We show that language models with built-in cognitive behaviors like verification and backtracking learn better through reinforcement learning than those without.
摘要
评审与讨论
This paper investigates the behaviors of two models Qwen2.5-3B and Llama3.2-3B when training with RL on the task of Countdown. It introduces an analysis framework based on four cognitive behaviors. It is found that Qwen naturally exhibits these behaviors, while LLaMA requires behavior priming via finetuning on specifically designed data. Further experiments show that amplifying LLaMA's behaviors in the math domain can also align its behavior development curve with that of Qwen.
接收理由
- The paper presents a timely and detailed analysis of cognitive behaviors in language models trained via RL on the Countdown task, offering insights into model-specific reasoning patterns.
- The paper is well written, clearly structured and easy to follow.
- The proposed framework of four cognitive behaviors provides a useful lens for understanding and analyzing models' self-improvement capabilities.
拒绝理由
- All experiments are conducted on 3B models. It remains unclear whether the observed behaviors generalize to larger or smaller model sizes.

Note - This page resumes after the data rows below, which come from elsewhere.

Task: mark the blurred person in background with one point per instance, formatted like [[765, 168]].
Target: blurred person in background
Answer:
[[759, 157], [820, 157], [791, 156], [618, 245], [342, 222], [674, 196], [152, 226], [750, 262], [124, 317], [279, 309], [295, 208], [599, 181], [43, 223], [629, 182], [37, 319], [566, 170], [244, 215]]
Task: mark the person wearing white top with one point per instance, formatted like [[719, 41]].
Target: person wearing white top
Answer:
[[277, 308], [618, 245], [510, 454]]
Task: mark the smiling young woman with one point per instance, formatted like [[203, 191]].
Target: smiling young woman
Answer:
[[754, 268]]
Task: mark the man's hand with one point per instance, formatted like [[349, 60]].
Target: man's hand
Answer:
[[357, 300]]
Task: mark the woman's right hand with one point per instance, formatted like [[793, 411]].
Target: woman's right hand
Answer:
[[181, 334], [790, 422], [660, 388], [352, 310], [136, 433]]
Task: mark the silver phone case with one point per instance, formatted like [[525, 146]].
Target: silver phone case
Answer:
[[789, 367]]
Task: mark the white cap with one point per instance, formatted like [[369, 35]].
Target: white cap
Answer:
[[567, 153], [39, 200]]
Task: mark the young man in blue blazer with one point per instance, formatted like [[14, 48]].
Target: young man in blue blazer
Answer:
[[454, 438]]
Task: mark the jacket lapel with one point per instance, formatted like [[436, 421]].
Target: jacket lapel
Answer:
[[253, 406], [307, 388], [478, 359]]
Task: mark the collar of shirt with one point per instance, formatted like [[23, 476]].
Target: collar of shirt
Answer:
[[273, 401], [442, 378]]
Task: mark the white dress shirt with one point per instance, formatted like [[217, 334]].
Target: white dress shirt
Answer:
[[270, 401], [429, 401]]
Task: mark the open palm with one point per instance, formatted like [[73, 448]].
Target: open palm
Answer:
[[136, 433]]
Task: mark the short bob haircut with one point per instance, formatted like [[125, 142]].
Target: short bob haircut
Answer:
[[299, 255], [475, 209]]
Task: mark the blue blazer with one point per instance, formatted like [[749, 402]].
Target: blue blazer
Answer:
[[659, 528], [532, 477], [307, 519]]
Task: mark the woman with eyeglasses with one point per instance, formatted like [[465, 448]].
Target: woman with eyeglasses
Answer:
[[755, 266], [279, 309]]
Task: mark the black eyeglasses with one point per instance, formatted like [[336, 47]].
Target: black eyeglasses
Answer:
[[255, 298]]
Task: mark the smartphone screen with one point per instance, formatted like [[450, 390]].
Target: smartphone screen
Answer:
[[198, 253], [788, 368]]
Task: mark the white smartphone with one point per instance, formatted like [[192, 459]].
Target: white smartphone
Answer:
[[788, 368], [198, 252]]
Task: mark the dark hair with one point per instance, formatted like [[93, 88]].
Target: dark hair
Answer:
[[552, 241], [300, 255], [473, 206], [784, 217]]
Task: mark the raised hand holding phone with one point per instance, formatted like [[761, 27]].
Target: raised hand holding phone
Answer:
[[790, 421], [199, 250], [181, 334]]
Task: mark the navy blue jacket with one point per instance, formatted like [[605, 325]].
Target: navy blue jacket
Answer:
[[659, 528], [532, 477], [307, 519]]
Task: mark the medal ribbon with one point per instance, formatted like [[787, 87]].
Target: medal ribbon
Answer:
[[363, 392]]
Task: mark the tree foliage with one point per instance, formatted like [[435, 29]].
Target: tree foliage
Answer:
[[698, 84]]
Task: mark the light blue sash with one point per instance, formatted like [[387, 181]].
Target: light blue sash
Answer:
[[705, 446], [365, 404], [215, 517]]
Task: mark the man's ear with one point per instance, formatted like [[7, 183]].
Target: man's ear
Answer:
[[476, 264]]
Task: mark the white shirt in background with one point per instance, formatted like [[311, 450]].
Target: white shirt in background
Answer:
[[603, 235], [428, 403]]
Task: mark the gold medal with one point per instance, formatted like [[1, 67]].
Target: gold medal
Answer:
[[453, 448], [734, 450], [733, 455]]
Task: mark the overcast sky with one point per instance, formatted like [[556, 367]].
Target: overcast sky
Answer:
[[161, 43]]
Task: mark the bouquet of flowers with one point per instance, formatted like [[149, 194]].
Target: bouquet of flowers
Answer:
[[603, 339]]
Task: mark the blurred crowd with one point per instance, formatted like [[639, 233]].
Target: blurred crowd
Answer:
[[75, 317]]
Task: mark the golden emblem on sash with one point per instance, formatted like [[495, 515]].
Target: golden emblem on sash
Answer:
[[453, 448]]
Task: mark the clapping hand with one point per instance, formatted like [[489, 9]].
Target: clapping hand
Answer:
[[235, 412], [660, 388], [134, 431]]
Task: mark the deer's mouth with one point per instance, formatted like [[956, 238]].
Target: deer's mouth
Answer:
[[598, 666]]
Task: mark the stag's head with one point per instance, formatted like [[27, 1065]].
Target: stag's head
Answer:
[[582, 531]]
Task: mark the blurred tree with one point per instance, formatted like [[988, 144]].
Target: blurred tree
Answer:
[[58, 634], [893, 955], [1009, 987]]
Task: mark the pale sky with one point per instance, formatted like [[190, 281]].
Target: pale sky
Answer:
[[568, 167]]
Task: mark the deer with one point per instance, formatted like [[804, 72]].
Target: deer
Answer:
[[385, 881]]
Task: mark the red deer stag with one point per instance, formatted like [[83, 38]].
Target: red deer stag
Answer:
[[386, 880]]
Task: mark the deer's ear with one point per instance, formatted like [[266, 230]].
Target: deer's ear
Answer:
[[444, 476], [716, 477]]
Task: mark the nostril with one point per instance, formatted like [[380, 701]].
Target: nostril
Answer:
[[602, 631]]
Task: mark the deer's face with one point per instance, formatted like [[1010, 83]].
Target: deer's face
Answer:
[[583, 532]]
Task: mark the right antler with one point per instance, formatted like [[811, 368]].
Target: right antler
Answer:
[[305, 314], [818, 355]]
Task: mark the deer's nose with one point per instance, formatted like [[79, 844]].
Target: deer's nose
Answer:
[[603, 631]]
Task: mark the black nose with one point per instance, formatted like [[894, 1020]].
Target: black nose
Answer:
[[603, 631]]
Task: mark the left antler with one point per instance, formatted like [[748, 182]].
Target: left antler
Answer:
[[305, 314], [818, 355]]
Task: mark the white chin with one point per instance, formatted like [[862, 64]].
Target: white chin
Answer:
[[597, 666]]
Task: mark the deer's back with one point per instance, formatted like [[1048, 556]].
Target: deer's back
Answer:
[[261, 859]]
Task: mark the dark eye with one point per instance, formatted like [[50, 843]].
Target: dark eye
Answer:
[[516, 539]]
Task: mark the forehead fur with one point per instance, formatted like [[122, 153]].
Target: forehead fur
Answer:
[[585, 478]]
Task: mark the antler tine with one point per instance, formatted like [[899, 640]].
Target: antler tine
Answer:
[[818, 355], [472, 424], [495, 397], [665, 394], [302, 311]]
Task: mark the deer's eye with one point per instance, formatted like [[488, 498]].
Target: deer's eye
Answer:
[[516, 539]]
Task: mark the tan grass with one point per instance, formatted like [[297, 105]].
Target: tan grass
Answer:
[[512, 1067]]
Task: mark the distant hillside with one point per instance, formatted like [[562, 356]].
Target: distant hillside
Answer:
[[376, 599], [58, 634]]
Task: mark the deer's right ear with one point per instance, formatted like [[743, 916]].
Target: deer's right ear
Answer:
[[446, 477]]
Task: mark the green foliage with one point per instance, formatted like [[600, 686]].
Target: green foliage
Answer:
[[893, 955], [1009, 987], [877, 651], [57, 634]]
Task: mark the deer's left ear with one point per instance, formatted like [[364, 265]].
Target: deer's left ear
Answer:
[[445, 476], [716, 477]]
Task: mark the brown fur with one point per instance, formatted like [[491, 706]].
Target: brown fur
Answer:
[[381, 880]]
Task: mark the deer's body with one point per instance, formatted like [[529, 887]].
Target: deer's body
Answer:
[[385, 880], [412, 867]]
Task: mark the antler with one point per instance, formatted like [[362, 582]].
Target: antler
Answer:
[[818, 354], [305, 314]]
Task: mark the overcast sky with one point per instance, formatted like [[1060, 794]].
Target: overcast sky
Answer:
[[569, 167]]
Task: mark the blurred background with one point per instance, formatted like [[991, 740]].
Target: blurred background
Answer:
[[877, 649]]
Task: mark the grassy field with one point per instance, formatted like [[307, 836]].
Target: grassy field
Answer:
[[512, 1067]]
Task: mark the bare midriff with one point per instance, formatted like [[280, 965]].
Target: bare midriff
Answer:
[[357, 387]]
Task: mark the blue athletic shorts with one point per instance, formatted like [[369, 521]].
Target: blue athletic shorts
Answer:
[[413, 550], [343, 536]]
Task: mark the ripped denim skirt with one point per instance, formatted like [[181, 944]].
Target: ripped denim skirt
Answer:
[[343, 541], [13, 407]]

- The analysis is restricted to base models. Given that instruct models (such as Qwen2.5-3B-Instruct) are trained on more diverse datasets, their cognitive behaviors may differ.
给作者的问题
-
If Qwen is further trained on the math data that explicitly contains cognitive behaviors, will this amplify its existing behaviors or potentially conflict with its natural behaviors?
-
Appendix H shows that models trained on math data generalize to GPQA in terms of cognitive behaviors, but fail to improve performance. Can the cognitive behaviors developed during RL on the Countdown task transfer to other domains, such as math? If so, do they lead to any performance gains due to these behaviors?
-
In Figure 8(c), there is a noticeable increase in verification behavior between steps 50–90. Could you please elaborate on why the model behaves this way? Have you checked the outputs during these steps to explain the spike?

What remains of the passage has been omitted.